Jerusa acredita que, para lidar com as distrações do mundo virtual, é essencial mostrar autenticidade e se conectar com os alunos. Ela afirma:
““O aluno, hoje, exige muito mais de nós, professores. A gente tem de tentar ganhar a atenção dele e tentar fazê-lo desligar de tudo que está em volta.””
O professor de história Marcos Roberto de Castro Silva, conhecido como Marcão, complementa que preparar boas aulas é fundamental para combater a desmotivação dos alunos. Ele ressalta que a habilidade de manter a atenção dos alunos tem se perdido devido às redes sociais e à pandemia.
Os educadores, com mais de 20 anos de experiência, reconhecem a necessidade de se atualizar constantemente.
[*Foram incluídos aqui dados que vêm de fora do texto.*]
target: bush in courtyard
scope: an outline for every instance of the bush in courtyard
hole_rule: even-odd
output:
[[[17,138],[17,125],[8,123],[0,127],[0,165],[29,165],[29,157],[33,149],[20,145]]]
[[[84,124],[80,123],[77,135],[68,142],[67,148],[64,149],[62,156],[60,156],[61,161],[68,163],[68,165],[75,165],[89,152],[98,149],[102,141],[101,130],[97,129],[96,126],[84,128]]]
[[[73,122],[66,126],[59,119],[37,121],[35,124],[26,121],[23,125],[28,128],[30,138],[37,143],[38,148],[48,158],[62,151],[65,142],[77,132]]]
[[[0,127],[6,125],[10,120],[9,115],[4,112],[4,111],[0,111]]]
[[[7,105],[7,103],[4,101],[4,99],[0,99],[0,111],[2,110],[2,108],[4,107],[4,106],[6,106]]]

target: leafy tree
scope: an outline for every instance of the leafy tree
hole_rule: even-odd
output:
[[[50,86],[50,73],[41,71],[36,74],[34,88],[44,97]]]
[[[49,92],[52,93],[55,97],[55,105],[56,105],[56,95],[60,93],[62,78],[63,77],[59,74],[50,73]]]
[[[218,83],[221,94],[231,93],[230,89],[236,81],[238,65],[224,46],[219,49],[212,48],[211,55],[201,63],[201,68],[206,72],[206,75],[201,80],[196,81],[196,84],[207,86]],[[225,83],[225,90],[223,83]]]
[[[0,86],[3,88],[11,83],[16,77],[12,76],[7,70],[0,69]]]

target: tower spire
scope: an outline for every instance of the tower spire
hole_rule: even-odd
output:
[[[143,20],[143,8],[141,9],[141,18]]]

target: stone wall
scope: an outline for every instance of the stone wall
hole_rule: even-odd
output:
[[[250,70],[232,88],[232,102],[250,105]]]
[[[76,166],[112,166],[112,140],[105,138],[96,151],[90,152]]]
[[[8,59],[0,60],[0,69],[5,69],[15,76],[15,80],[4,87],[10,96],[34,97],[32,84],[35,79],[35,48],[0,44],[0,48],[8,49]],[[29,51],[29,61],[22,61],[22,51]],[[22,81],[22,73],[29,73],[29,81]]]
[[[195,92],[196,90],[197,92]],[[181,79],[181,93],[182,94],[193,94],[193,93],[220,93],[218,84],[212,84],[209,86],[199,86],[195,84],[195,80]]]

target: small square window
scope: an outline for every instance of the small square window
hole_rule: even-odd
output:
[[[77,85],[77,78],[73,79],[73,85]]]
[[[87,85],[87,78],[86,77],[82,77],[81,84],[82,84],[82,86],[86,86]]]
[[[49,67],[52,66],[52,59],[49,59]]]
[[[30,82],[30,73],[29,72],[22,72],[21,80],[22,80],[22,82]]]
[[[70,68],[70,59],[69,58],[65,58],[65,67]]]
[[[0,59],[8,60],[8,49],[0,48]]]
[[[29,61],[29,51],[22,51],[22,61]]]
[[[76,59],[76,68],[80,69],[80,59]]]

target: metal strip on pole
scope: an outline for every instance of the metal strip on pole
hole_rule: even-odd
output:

Tiago Biajoni Veloso de Almeida, professor de Física na Escola SEB AZ Lafaiete, destaca que a empatia é crucial para se conectar com a nova geração. Ele observa que a ansiedade dos alunos é exacerbada pela velocidade das redes sociais.
Jerusa também nota que muitos alunos romantizam a quantidade de horas de estudo, sem considerar a importância da consistência. Para ela, é vital mostrar que os professores também enfrentam desafios e falhas.
““Quero mostrar pra eles que sou que nem eles. Eu fui um aluno que repetiu de ano, então tento mostrar ‘poxa, eu consegui, é possível’.””
Marcão enfatiza a importância de estabelecer conexões entre o passado e o presente nas aulas de história, ajudando os alunos a desenvolver um senso crítico. Ele afirma que essa analogia é fundamental para a formação dos estudantes.
Os professores concordam que dar aula é uma vocação e que a habilidade de acolher os alunos vai além do conhecimento acadêmico. Jerusa destaca que perceber o entendimento dos alunos é sua maior motivação:
““Meu aluno sabe que é muito importante para mim eu perceber que ele entendeu minha matéria.””
Tiago acredita que a docência exige paciência e dedicação, especialmente ao trabalhar com alunos que têm mais dificuldades. Frederico Braga, professor de Matemática, também vê a carreira como um dom e reconhece que a sala de aula é um espaço performático, onde os professores precisam se apresentar de forma confiante.
Com quase 30 anos de experiência, Frederico foi inspirado por uma professora de Biologia que o motivou a seguir a carreira. Ele reflete sobre a influência que os educadores têm na vida dos alunos e a importância de ser um bom exemplo.